Sono state diverse, negli ultimi anni, le “buone” idee che hanno dato vita a realtà molto apprezzate nel panorama del food Made in Italy.

Il web, i social network, i blog sono i mezzi con cui la voglia di condividere si fa strada, anche, e forse soprattutto, in questo settore, dove l’aspetto visivo e le conversazioni la fanno da padrone.

Non solo: attraverso la condivisione di eventi online, le persone si incontrano, durante esperienze coinvolgenti: è il caso degli gnammer di Gnammo.

O come iDiner, un progetto nato in Sardegna, per chi ama invitare a cena e non ha tempo di pensare al ricettario: basta fare la spesa, che viene consegnata a casa con le ricette suggerite da mettere in pratica.

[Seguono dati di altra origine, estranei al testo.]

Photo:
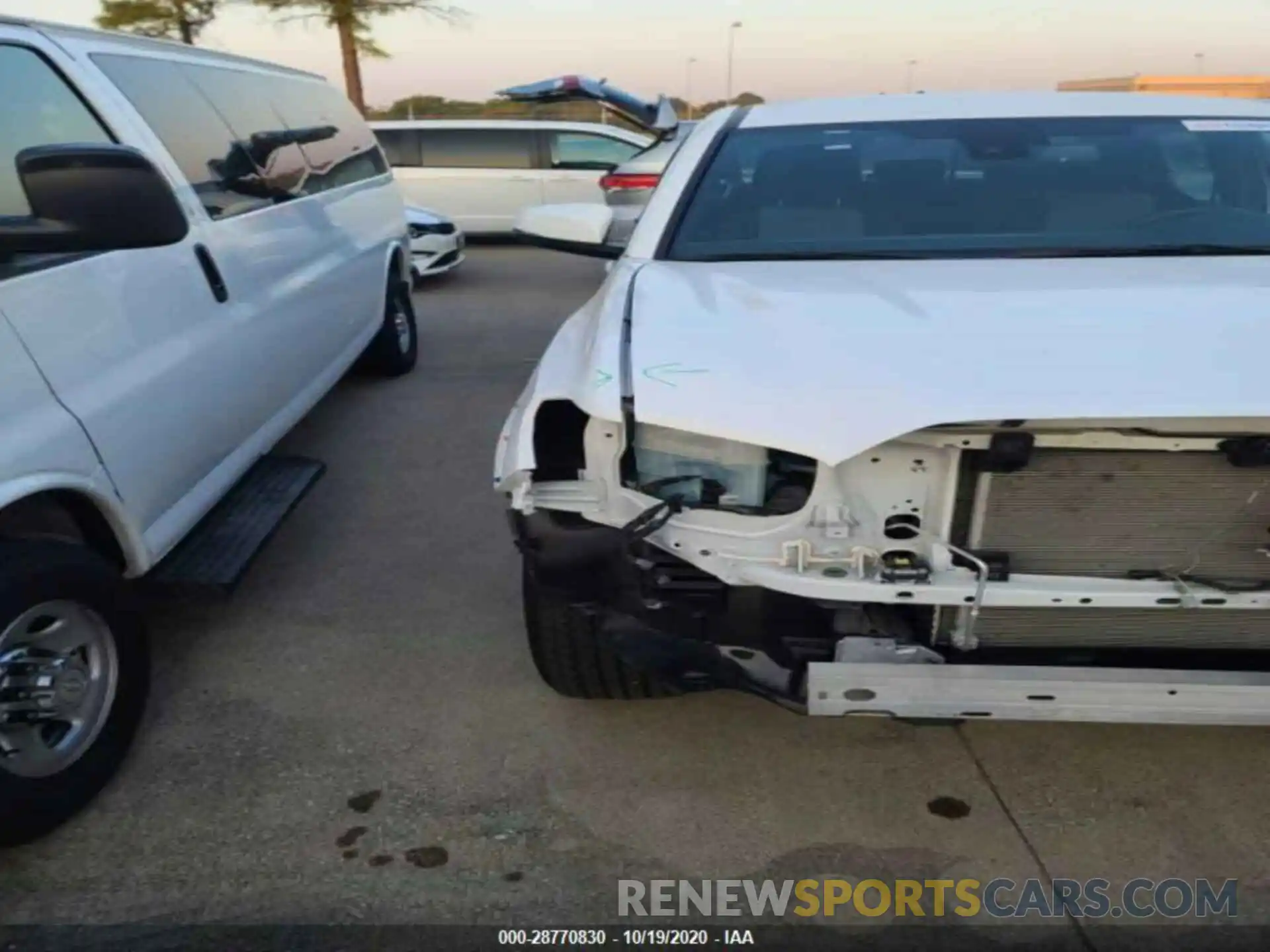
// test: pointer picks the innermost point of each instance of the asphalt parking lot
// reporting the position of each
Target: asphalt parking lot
(376, 649)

Per chi ha fretta in pausa pranzo, ma non rinuncia a mangiare bene e senza stress, non dimentichiamo AppEatit, che ha ideato un’app per cellulare in grado, attraverso la geo-localizzazione, di trovare il ristorante più vicino, scegliere ora e menu da consumare, senza code e senza costi aggiuntivi.

Grande riscontro hanno avuto e stanno avendo, tuttora, le piccole e medie aziende agricole, bio e non bio, cui ci si può rivolgere per un’alimentazione sana e a km zero, all’insegna del risparmio e della freschezza.

Apprezzate dai consumatori di vino, degne di nota le start-up come 3wine, che consegna a domicilio bottiglie di vino e ricette, e Vinix, e-commerce per appassionati e per chi vuole fare veri affari.